El viento frío del día previo a mi cumpleaños se lleva los vientos que suenan junto al mástil y me lleva a mí también –a lo que queda de mí–, que miro hacia una esquina desde la cual no va a aparecer nadie, que hace casi treinta años empezaba un cumpleaños sin compañía escuchando una canción que me gusta mucho en la radio del walkman mientras el colectivo que me traía de vuelta a casa pasaba justo por esa calle. Los acumula juntos, en un rincón del universo donde se amontona lo que no fue, lo que no pudo ser.
La del gato amable de los Sugus multicolores también se cerró: cuando me animé a escribirle, en diciembre, me dijo “no sé quién sos, no te recuerdo”, y ya no hay más ilusión de invitarla a comer y devolverle el gesto de aquella madrugada en el bar cerca del parque, cuando pagó ella, o de sentarnos en un umbral a compartir un helado de Nestlé. O la de citarnos en la esquina de Hortiguera y que se dé un encadenamiento de encuentros. Nada de eso sucederá. Con el recuerdo de lo que sucedió cada vez podré producir menos dopamina.
La de coger antes de que los contagios crezcan exponencialmente, antes de que el emperador del AMBA, Axel I de Parque Chas, mande cerrar todo de nuevo, nunca sale como yo quiero.
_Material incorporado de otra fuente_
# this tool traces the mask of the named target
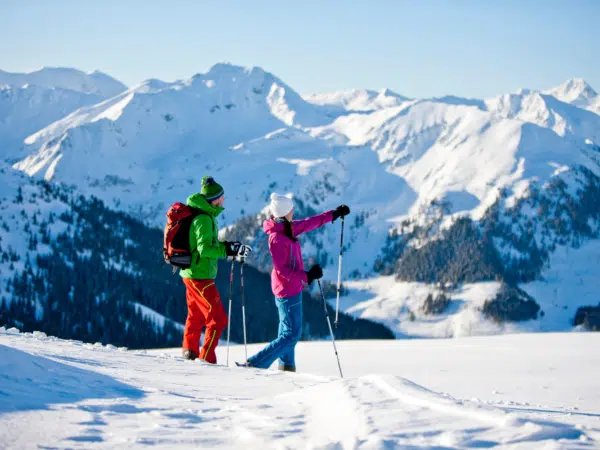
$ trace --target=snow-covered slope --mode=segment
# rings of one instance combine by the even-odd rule
[[[304,99],[315,105],[336,107],[346,111],[374,111],[392,108],[411,100],[389,89],[379,91],[349,89],[347,91],[309,94],[305,95]]]
[[[2,330],[0,446],[592,449],[599,337],[340,342],[339,380],[327,342],[284,374]]]
[[[23,158],[23,140],[73,111],[113,97],[127,87],[102,72],[43,68],[0,70],[0,159]]]
[[[557,245],[564,250],[597,237],[597,114],[548,93],[525,90],[485,101],[452,96],[406,101],[390,92],[361,92],[317,95],[307,102],[260,68],[218,64],[185,81],[148,80],[70,114],[29,136],[27,156],[14,167],[73,184],[156,226],[164,224],[169,204],[197,191],[201,177],[211,174],[226,191],[221,226],[236,239],[254,237],[257,261],[268,260],[266,246],[259,242],[264,234],[257,230],[258,214],[265,212],[272,191],[293,193],[300,214],[347,203],[352,215],[345,229],[345,279],[372,278],[390,230],[405,233],[406,224],[423,225],[434,201],[448,208],[440,229],[459,216],[486,227],[489,208],[500,210],[493,223],[503,228],[498,225],[491,236],[494,252],[507,265],[526,265],[519,259],[527,253],[519,248],[519,239],[539,244],[527,250],[531,258],[542,254],[536,260],[536,267],[542,267],[553,261],[548,255]],[[562,98],[572,102],[574,97]],[[582,174],[587,174],[588,190],[582,189]],[[537,191],[543,193],[541,200],[524,205],[522,199]],[[549,205],[564,206],[568,221],[547,211],[535,217],[537,228],[531,231],[532,215]],[[574,211],[573,205],[580,209]],[[239,226],[246,216],[256,220]],[[589,223],[580,226],[581,217]],[[311,233],[304,242],[306,256],[325,266],[329,280],[337,274],[338,226]],[[592,231],[575,236],[577,227]],[[557,237],[561,233],[570,237]],[[420,248],[438,237],[428,232],[410,245]],[[393,267],[395,261],[388,263]],[[477,281],[502,279],[506,272],[488,272]],[[511,282],[528,283],[532,277]],[[471,315],[467,324],[479,322],[477,308],[484,300],[465,303],[473,306],[466,311]],[[573,302],[573,307],[579,305]],[[381,320],[405,333],[406,327],[394,325],[400,319],[394,314]],[[448,320],[457,321],[461,314]],[[555,328],[541,328],[564,329],[573,319],[572,308],[562,314],[560,325],[548,319],[546,324]],[[425,327],[410,327],[414,334],[455,335],[460,328],[454,322],[429,327],[417,319]]]
[[[552,89],[544,91],[557,99],[600,114],[600,96],[582,78],[572,78]]]
[[[23,158],[23,140],[83,106],[105,97],[34,84],[0,85],[0,159]]]
[[[0,85],[8,84],[17,87],[36,85],[45,88],[60,88],[99,97],[113,97],[127,89],[123,83],[113,77],[94,70],[81,70],[66,67],[43,67],[27,73],[13,73],[0,70]]]

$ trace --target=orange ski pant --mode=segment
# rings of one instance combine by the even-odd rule
[[[217,363],[215,348],[221,332],[227,326],[227,314],[214,280],[182,278],[186,289],[188,316],[183,332],[183,348],[195,352],[200,359]],[[204,333],[204,345],[200,349],[200,335]]]

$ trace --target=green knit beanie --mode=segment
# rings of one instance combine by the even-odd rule
[[[200,193],[204,195],[204,198],[206,198],[208,202],[212,202],[221,197],[225,191],[213,177],[206,175],[202,178],[202,189],[200,190]]]

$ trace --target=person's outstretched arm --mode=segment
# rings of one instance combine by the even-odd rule
[[[299,236],[302,233],[307,233],[330,222],[333,222],[333,211],[327,211],[316,216],[307,217],[306,219],[293,220],[292,231],[294,232],[294,236]]]

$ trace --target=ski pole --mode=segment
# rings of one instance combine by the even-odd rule
[[[227,365],[229,365],[229,339],[231,337],[231,302],[233,300],[233,266],[235,258],[231,260],[231,273],[229,274],[229,313],[227,314]]]
[[[340,290],[342,288],[342,252],[344,251],[344,217],[342,216],[342,231],[340,233],[340,257],[338,259],[338,288],[335,298],[335,327],[337,328],[340,311]]]
[[[246,341],[246,299],[244,296],[244,262],[245,259],[241,258],[242,265],[240,267],[240,278],[242,279],[242,322],[244,324],[244,351],[246,353],[246,362],[248,362],[248,344]]]
[[[329,325],[329,333],[331,333],[331,342],[333,342],[333,351],[335,352],[335,357],[338,361],[338,368],[340,369],[340,378],[344,378],[342,374],[342,365],[340,364],[340,357],[337,353],[337,347],[335,346],[335,337],[333,336],[333,328],[331,328],[331,320],[329,320],[329,313],[327,312],[327,302],[325,301],[325,296],[323,295],[323,288],[321,287],[321,280],[317,280],[319,283],[319,291],[321,292],[321,300],[323,301],[323,308],[325,308],[325,318],[327,319],[327,325]]]

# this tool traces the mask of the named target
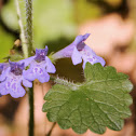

Cargo con este cuerpo que nunca fue mío y hago lo que puedo, que nunca alcanza. Y después de cada intento, de cada esfuerzo, la libido queda vacía por cada vez más tiempo. La de escribirle a la dentista se cerró en un pispás. Le recuerdo que hace seis meses que no nos vemos y le pregunto si convendría hacer un control. Me responde (¡me responde!, no como los últimos mails –que no eran profesionales: el del cumpleaños, el de las fiestas, el de oler jazmines–) que no es necesario, que mejor hacerlo al año. Me responde eso un par de días antes de postear en el Insta del consultorio que hay que visitar al odontólogo dos veces por año.
Como sea, seis meses más sin esa brizna de energía y dopamina que me genera su presencia. Seis meses más sin conexión, sin agarrarme de eso para ir a correr, a ver si bajo aunque sea medio kilo. (Porque un par de veces fui a la peluquería antes de verla para sentirme más presentable, o corrí dos o tres vueltas a la plaza casi en ayunas –o fui a hacer dominadas un rato– antes de ir al consultorio para bajar cien gramos si fuera posible).
Desde ese “te quiero mucho (dentro de lo que puedo quererte)” que le dije en un momento de la charla donde no nos poníamos de acuerdo –y yo me daba de cuenta de que estaba a punto de quedarme sin dentista–, la distancia se hizo de hielo. Al menos, para mi lectura, que reconoce de toque algunos de sus tonos, y, aunque los mails no tienen tono, en ese “todo perfecto gracias” con que respondió mi pregunta por su emprendimiento identifico uno similar al del “ah, Olga, hola” que ya detecté dos veces: una, en la facu, cuando pensé que se había enojado; otra –la última– cuando no leí el mail en el que me pedía que llegara más tarde y llegué a la hora que habíamos quedado, y todavía estaban atendiendo al paciente anterior.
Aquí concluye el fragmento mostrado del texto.